Deux ans et demi plus tard j’ai écrit au procureur pour savoir si cette affaire ne risquait pas d’être oubliée. Deux mois plus tard j’avais enfin la date de l’audience.
Convoqué à quatorze heures le 2 Février 2010 nous sommes entendus vers dix huit heures. Fatigué mais soulagé car toute l’après-midi le doute que le jugement soit reporté planait sur nous. Le rappel des faits et le réquisitoire excellent du procureur m’ont fait oublier le reste de l’après-midi. C’était un peu incroyable et très réconfortant d’entendre des paroles choisies, éclatantes et éloquentes, comme au théâtre, mais exprimant parfaitement la situation et mon ressenti, sorties d’un homme que je ne connaissais pas et qui avait pourtant tout compris. (C’était comme dans Cyrano quand ce dernier parle à la place de Christian). Le charme n’a pas duré car la plaidoirie de la partie adverse m’a perturbé : encore des mensonges auxquels je n’avais pas droit de répondre. J’espérais naïvement enfin savoir toute la vérité par exemple comment allait son fils (s’il existait même !). Dans ce genre d’audience c’est l’accusé qui parle en dernier.

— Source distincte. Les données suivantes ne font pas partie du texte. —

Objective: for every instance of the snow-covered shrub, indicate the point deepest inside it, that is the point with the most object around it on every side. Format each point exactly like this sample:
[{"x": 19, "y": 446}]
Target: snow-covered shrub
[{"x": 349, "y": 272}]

J’ai pu parler, avant, mais hélas je n’avais pas préparé de texte, je ne pensais pas qu’on aurait le temps de parler. La juge a repris un élément de la lettre que j’avais envoyée au procureur et m’a demandé si je voulais m’exprimer là-dessus. Je lui ai écrit qu’après avoir porté plainte je m’étais rendu compte de beaucoup de choses que je n’ai pas pu mettre dans le dossier : cette impression que mes parents et moi auraient pu être « séparés » par une tentative de manipulation. J’ai pu l’exprimer en deux ou trois phrases, que mon père répétait pour plus de clarté afin de ne pas me retrouver dans la situation de la conciliation. Encore quelques minutes d’attente et le jugement est tombé : une obligation de me rembourser et une peine de prison si elle ne paie pas. Malgré ça le soulagement a été long à venir. Comme s’il m’avait fallu trois jours pour sortir de l’audience et sept autres pour attendre la certitude qu’elle ne ferait pas appel.
Heureusement cette histoire n’était en moi qu’un arrière fond durant ces années, comme un frein à main ralentit une voiture, j’avais un peu plus de mal à avancer que d’habitude. J’en suis enfin débarrassé et libre !
J’ai changé plusieurs fois d’auxiliaire de vie en essayant d’être plus exigeant dans mes choix. Etre capable d’écrire sur un ordinateur remplit un besoin essentiel pour ma communication que je ne peux pas satisfaire seul. L’écriture n’est pas automatiquement identifiée comme un besoin dans les grilles d’évaluation qui permettent de fixer le montant de l’allocation compensatrice pour tierce personne grâce à laquelle je paye mes auxiliaires de vie. Etre plus exigeant est nécessaire à l’amélioration de la qualité de vie. Cependant la qualité de vie d’une personne handicapée reste toujours une notion vague. Lorsque je règle certains problèmes quotidiens, d’autres apparaissent. Comme si cette exigence dans le choix d'une tierce personne faisait apparaître les besoins oubliés ou plutôt dont l’habitude d’être moyennement satisfaits devenait de plus en plus insupportable. Probablement est-ce l’effet de l’âge. Même si je suis jeune à 35 ans, toujours devoir se battre pour tout simplement vivre à peu près normalement doit user le corps et l’esprit plus rapidement que pour une personne dite valide.